|Faridah Nangobi and her family on their sugarcane farm in Kamuli, Uganda/Credit: Send a Cow|
From coffee in Vietnam to sugar in Uganda, governments in developing countries have over the past decades pushed farmers to grow cash crops: they are important to the national economy and they provide jobs. This might be a good idea for farmers who have enough land to grow a variety of crops, but it actually harms smallholders.
Many farmers in developing countries own just a few acres of land, which means that most of their plot, often all of it, is dominated by the cash crop. This dependency on just one crop leaves them vulnerable to crop failures and any fall in the price of commodities. The lack of biodiversity also has a negative impact on the environment.
In addition, because smallholder farmers are no longer growing their own food, the region faces severe shortages and food has to be brought in from other parts of the country at high prices. The money the farmers do make from the cash crop is often not enough to feed their families.

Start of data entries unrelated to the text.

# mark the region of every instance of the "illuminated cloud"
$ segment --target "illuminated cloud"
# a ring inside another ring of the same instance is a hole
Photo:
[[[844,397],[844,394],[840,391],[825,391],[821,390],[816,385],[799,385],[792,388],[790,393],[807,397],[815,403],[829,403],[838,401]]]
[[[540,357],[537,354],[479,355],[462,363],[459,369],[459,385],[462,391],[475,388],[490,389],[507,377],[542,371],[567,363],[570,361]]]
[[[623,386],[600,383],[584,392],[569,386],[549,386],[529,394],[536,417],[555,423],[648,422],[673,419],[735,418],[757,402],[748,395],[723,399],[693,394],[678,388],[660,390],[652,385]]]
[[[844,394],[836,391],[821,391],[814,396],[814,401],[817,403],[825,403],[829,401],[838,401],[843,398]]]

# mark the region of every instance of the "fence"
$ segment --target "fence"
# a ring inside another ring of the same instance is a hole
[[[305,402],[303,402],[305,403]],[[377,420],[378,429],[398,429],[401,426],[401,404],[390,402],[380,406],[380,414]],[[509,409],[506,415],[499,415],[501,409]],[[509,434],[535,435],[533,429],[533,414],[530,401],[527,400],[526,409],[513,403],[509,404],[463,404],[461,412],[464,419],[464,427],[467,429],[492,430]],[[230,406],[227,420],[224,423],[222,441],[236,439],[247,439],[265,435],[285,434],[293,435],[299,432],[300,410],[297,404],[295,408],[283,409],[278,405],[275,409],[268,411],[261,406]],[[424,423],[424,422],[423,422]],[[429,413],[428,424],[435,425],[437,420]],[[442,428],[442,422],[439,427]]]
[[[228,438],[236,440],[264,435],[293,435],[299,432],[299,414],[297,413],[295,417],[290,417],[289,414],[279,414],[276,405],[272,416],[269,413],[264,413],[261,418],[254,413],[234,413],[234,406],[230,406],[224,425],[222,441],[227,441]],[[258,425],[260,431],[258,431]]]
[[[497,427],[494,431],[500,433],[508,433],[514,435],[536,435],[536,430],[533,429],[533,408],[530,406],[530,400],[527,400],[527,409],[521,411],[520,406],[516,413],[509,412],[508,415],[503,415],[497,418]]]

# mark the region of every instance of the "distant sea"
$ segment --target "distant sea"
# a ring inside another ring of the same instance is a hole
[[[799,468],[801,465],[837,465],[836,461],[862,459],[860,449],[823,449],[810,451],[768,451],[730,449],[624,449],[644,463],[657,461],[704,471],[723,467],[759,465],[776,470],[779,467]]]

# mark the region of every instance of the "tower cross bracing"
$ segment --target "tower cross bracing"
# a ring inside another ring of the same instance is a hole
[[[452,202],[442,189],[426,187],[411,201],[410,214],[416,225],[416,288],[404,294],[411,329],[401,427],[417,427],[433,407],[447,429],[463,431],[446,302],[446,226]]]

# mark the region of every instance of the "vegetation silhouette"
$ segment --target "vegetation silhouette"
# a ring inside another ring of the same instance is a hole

"My children have nothing to eat. My baby just cries and cries. I’m forced to give her vodka so she can sleep,’’ says Faridah Nangobi, cradling her one-year-old baby inside her thatched hut. Like most farmers in Uganda’s Kamuli district, she is growing sugarcane with her husband on their small plot. Outside, her other children stand under a mango tree gnawing on sugarcane. The desperation with which they crush the canes shows that they are not chewing for pleasure: it is their only meal of the day.
“Uganda must enact a policy to limit smallholder farmers from growing sugarcane as it has been shown not improve their lives,” says Patrick Sambaga, Uganda Country Director for Send a Cow, a small international development charity, working with farmers to strengthen the local economy and help them grow nutritious food and build greater gender equality.
“Smallholder farmers must concern themselves with crops that bring in regular income for health care, school fees and food security,” Sambaga adds. “We encourage farmers to grow high value crops like citrus fruits, mangoes, kale, tomatoes, amaranth, garlic, potatoes, passion fruits, and at all times, keep small livestock such as ducks, chicken, rabbits and goats if they cannot keep cows.”